Leia o depoimento de uma anoréxica, que ilustra bem tudo que
foi escrito.
"Com 12 anos, 1.60 de altura e 49 kg me achava gorda e
tinha vergonha da minha barriga. Achava bonito modelos magras tipo Shirley
Mallmann. Comecei a fazer um regime "básico" e me exercitar. Com 13
anos pesava 36 kg e ainda me achava gorda. Fazia de 1 a 2 horas de exercício 6x
por semana. Então comecei a vomitar e de vez em quando "atacar a
geladeira. Sem perceber tinha me afastado de todos meus amigos, chorava muito e
tinha vontade de morrer. Me sentia tonta e minha mãe resolveu me levar no
médico. Ele receitou que 3x por semana fosse ao hospital tomar soro. Minha mãe
acatou mas eu reagi e disse que estava me sentindo bem e que amanhã comeria
direito. Então me levavam, a força, para fazer soro 1x por semana. Com isso comia
menos ainda porque pensava que o soro engordava. Com 32 kg, minha mãe estava
desesperada descobriu que estava vomitando. Foi quando descobrimos a Dra. X.
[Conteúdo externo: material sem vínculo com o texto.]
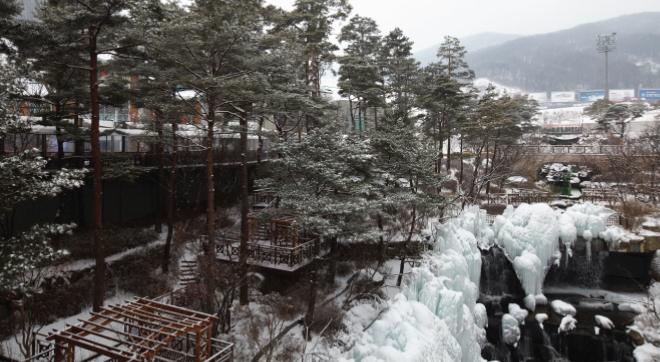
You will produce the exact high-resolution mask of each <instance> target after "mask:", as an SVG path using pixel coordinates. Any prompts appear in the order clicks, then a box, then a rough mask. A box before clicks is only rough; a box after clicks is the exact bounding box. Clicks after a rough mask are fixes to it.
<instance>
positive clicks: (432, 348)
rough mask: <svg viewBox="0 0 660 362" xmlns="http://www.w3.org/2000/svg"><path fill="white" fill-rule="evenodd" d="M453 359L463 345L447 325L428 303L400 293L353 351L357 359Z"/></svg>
mask: <svg viewBox="0 0 660 362" xmlns="http://www.w3.org/2000/svg"><path fill="white" fill-rule="evenodd" d="M425 355H426V356H433V357H434V360H436V361H442V362H445V361H446V362H450V361H451V362H453V361H460V360H461V347H460V346H459V344H458V342H457V341H456V338H454V337H453V336H452V335H451V333H450V332H449V329H448V328H447V325H446V324H445V323H444V322H443V321H441V320H440V319H439V318H438V316H436V315H434V314H433V313H432V312H431V311H430V310H429V309H428V308H427V307H426V306H425V305H423V304H422V303H419V302H415V301H409V300H408V299H407V298H406V297H405V296H404V295H403V294H397V296H396V297H394V300H393V301H392V303H391V304H390V308H389V310H388V311H387V312H386V313H383V315H382V316H381V318H380V319H379V320H377V321H376V322H374V324H373V325H372V326H371V328H369V329H368V330H367V333H365V334H364V335H363V337H362V339H361V340H360V341H359V342H358V344H357V345H356V346H355V348H353V350H352V358H353V360H354V361H365V362H366V361H370V362H371V361H374V362H375V361H387V362H390V361H391V362H394V361H402V362H407V361H415V360H417V359H419V357H421V356H425Z"/></svg>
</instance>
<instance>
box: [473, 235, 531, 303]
mask: <svg viewBox="0 0 660 362" xmlns="http://www.w3.org/2000/svg"><path fill="white" fill-rule="evenodd" d="M479 292H480V293H481V294H483V295H489V296H503V295H518V296H519V295H522V296H523V298H524V296H525V291H524V290H523V288H522V285H521V284H520V281H519V280H518V276H517V275H516V272H515V271H514V270H513V265H511V262H510V261H509V259H507V257H506V255H505V254H504V250H502V249H500V248H499V247H497V246H494V247H492V248H490V249H488V250H482V251H481V279H480V282H479ZM505 310H506V308H505ZM505 313H506V312H505Z"/></svg>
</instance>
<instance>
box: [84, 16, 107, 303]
mask: <svg viewBox="0 0 660 362" xmlns="http://www.w3.org/2000/svg"><path fill="white" fill-rule="evenodd" d="M96 32H97V29H96V27H95V26H90V27H89V28H88V35H89V47H90V49H89V56H90V60H89V68H90V71H89V90H90V101H91V108H92V125H91V139H90V142H91V146H92V163H93V165H94V173H93V178H94V212H93V214H94V254H95V258H96V267H95V269H94V273H95V276H94V281H95V284H94V303H93V307H92V309H93V310H94V312H100V311H101V307H102V306H103V301H104V299H105V250H104V249H105V246H104V243H103V170H102V169H101V167H102V166H101V147H100V144H99V85H98V69H97V66H98V64H97V54H96V39H97V33H96Z"/></svg>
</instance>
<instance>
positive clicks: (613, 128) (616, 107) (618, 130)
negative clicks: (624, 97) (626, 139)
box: [585, 100, 649, 138]
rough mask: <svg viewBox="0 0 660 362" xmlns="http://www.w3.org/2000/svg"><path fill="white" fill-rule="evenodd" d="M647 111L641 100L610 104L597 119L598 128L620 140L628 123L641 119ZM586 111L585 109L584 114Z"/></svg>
mask: <svg viewBox="0 0 660 362" xmlns="http://www.w3.org/2000/svg"><path fill="white" fill-rule="evenodd" d="M648 110H649V105H648V104H647V103H646V102H645V101H642V100H634V101H630V102H625V103H615V104H610V105H609V107H606V109H603V110H602V113H601V114H600V116H599V117H598V128H599V129H601V130H605V131H614V132H615V133H617V134H618V135H619V137H620V138H625V137H626V133H627V132H628V123H630V122H632V121H634V120H635V119H637V118H639V117H641V116H643V115H644V113H646V112H647V111H648ZM586 111H587V109H586V108H585V113H586Z"/></svg>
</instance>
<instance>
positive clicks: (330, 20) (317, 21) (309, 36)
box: [280, 0, 352, 98]
mask: <svg viewBox="0 0 660 362" xmlns="http://www.w3.org/2000/svg"><path fill="white" fill-rule="evenodd" d="M351 10H352V8H351V6H350V5H349V3H348V0H296V2H295V3H294V10H293V11H291V12H290V13H288V14H287V16H286V18H285V19H284V21H283V23H282V24H281V25H280V28H295V29H296V30H297V36H298V38H299V39H300V41H301V42H302V46H303V48H304V57H305V59H304V62H305V74H304V79H305V84H307V85H311V89H312V97H315V98H318V97H320V96H321V73H322V71H323V68H324V65H329V64H330V63H331V62H332V61H333V60H334V52H335V51H336V50H338V48H337V46H336V45H334V44H332V42H331V41H330V35H331V34H332V26H333V24H334V22H335V21H337V20H344V19H346V17H347V16H348V14H349V13H350V12H351Z"/></svg>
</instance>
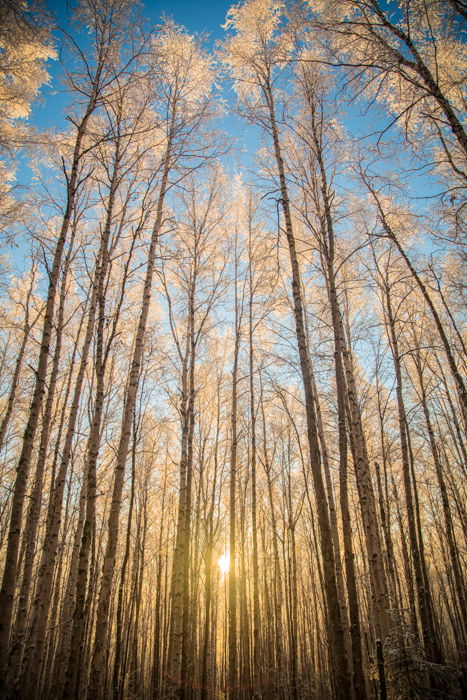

Aceitei ir pq pensei que iria ser como os outros médicos; eu dizia que não iria
comer e não comia. Com 30 kg e muito desnutrida ela queria me internar pq
estava com anorexia nervosa. Na primeira semana não cumpri nada. Quando voltei
eu e meus pais levamos uma bronca. Aí meus pais começaram a ficar em cima
mesmo. Mas ainda assim burlava-os e escondia comida nos bolsos e vomitava
depois. Proibida de exercícios acordava de madrugada para me exercitar. Logo
mamãe descobriu. A Dra. X me deu uma semana para aumentar de 500g a 1 kg se não
iria me internar. Eu achava que meus pais nunca iriam permitir. Na outra semana,
quando fui me consultar havia perdido 200g, então falou com meus pais e se eu
não fosse internada ela se negaria a me tratar, acabei sendo internada. No dia
23 de dezembro de 1997 com 30 kg e 13 anos fui internada no hospital Y, foi
quando começou o período mais difícil do tratamento, comecei a dizer que iria
fazer greve de fome, a Dra. me deu 4 dias para aumentar 400g e trouxe a sonda
ao meu quarto mostrando o que iria acontecer se eu não começasse a comer, vi
que eu não tinha outra opção e comecei o comer. Mesmo internada eu continuava
colocando comida dentro dos bolsos e vomitando em vasos de flor, meu banheiro
ficava chaveado 24 horas por dia e quando precisava ocupá-lo uma enfermeira me
acompanhava. Restrita de visitas de familiares e amigos eu chorava muito, foram
3 meses e meio de sofrimento. Voltei para casa na Páscoa para fazer um teste de
como eu me comportaria. Como me comportei e comia direitinho não voltei mais
pro hospital. a Dra. liberou os exercícios, comecei nadando duas vezes por semana.
Quando voltei pra casa não saía de casa porque me achava gorda e não queria que
ninguém me vice assim. com 1m e 56 kg me achava gorda e tive uma pequena
recaída. Fui forçada a recuperar ou voltaria para o hospital, novamente não
tive saída e voltei aos 50 kg com muito esforço. Chegou o verão e eu só ia pra
piscina de maiô pois tinha vergonha da minha barriga. aos poucos, com os
exercícios minha barriga foi se definindo e minha auto estima subindo. Hoje
faço academia 2 vezes por semana e de dois em dois meses vou fazer revisão na
Dra. X, ainda faço terapia com minha Psiquiatra 2 vezes por mês. Estou com
1,65m de altura e 51 kg. Aindo tenho um pouco de medo de comer mas, também
tenho medo de recaídas. Hoje tenho consciência de que se não tivessem me internado
o tratamento, em casa, jamais daria certo."